The Applicants were seeking to develop land to provide for their impending retirement. The Applicants obtained a development approval to reconfigure land and for a material change of use of land from rural to park residential. The development application took effect on 3 April 2007. The Applicants lodged eight further applications to the Council. Two were in relation to changes to the approval, three were in relation to operational works permits and three were requests to extend the relevant period of the development approval.
The development approval lapsed on 3 April 2017 because the Applicants failed to make a further extension application to the Council while the development approval was current. As such, the Applicants were unable to make an application to the Council for a further extension and had to seek the Court's discretion to excuse non-compliance with the requirements of the SPA.
Court found that the SPA governed the application despite having been repealed
The Court had to determine whether the SPA continued to apply in the relevant circumstances, specifically the discretionary power in section 440 of the SPA which vests in the Court the power to excuse non-compliance with a provision of the SPA. This issue arose as the application was filed but had not been determined prior to the commencement of the Planning Act 2016 (PA) and the consequential repeal of the SPA. The Court accepted that section 311 of the PA operates to preserve the SPA's application, and relief under section 440 of the SPA was available.
Court identified a number of factors relevant to its decision to extend the relevant period
There were a number of matters the Court took into account in determining that it was appropriate for it to exercise its discretion.
The Court firstly noted the Council's lack of opposition to the application and preparedness to consent to the orders sought was relevant, citing Devy & Anor v Logan City Council  QPEC 96 as the relevant authority.
The Court also noted that the Applicants' failure to make the application for the extension to the Council before the expiration of the statutory deadline was a product of oversight only.
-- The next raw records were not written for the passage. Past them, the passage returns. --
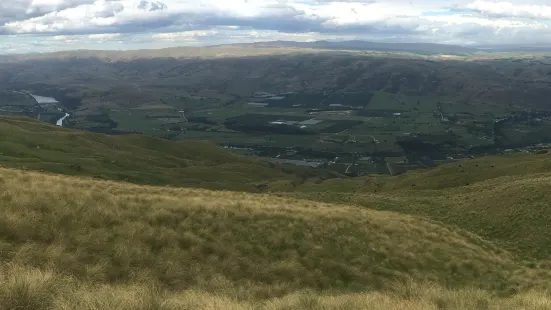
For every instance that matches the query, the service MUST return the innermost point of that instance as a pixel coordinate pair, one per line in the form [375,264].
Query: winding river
[49,100]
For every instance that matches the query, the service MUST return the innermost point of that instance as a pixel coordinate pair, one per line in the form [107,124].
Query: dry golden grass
[31,288]
[76,243]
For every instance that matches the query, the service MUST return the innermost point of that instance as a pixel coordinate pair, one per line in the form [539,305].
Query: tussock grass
[31,288]
[75,243]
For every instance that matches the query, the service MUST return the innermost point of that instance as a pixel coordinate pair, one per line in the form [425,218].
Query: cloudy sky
[48,25]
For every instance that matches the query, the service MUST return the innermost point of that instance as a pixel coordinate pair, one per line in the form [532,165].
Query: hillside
[30,144]
[502,198]
[422,48]
[70,243]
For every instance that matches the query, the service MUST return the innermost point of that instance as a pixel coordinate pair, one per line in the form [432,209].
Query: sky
[28,26]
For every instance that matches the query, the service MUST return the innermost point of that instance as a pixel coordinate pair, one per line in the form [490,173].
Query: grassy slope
[26,143]
[502,198]
[68,242]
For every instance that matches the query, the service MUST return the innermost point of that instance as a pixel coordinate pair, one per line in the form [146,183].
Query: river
[49,100]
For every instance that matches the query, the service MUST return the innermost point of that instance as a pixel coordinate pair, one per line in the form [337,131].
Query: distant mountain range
[424,48]
[419,48]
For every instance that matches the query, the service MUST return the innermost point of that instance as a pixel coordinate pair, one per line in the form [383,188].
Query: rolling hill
[29,144]
[70,242]
[422,48]
[470,235]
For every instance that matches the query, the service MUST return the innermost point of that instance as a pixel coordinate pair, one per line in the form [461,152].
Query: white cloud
[201,21]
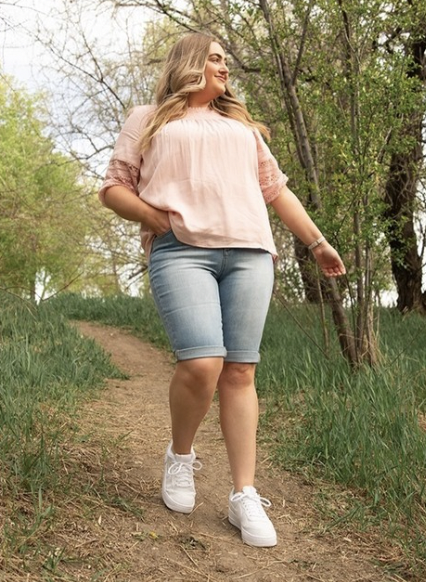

It was also relevant that the application to the Court had been made in a timely fashion.
Further, the Court thought it was relevant that the Applicants were continuing to take steps to complete the development by carrying out operational works and selling the proposed lots.
Lastly, the Court noted that no concurrence agencies needed to be consulted.
The Court therefore determined that it was appropriate to exercise its discretion under section 440 of the SPA and re-enlivened the lapsed development approval.